Mejor hubiera sido sacar la basura



MI HERMANO Y YO habíamos salido a cazar con un rifle de balines. Acordamos que aquél que matase menos lagartijas tendría que sacar la basura durante un mes. Él falló todos los disparos. Yo, en cambio, acerté diez de diez. No obstante, cada vez que íbamos a recoger mis lagartijas, no hallábamos de ellas ni siquiera una gotita de sangre. Según mi hermano, la distancia y las condiciones atmosféricas, como el calor y la humedad, suelen producir ilusiones ópticas. Creo que esa explicación no se la creía ni él, pero le sirvió para justificar un empate y así no tener que sacar la basura.

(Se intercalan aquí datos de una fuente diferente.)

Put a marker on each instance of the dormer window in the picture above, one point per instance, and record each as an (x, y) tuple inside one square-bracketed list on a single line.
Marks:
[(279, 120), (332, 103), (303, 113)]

Esa misma noche me desperté con un intenso dolor en los pies. Al correr las sábanas, descubrí que diez lagartijas traslúcidas me estaban mordisqueando los dedos. Hice de todo para quitármelas: patalear como si estuviera bailando un malambo, golpearlas con una enciclopedia, poner los pies en agua caliente, hasta que recordé haber visto en algunas series de tevé que la sal ahuyenta a los fantasmas. Desde entonces duermo con un salero y una caja de curitas sobre la mesa de luz. Pero lo peor de todo es que no le puedo demostrar a mi hermano que yo sí gané aquella tarde, porque cada vez que le pido que se quede en mi cuarto para ver las lagartijas, las muy sinvergüenzas no se aparecen.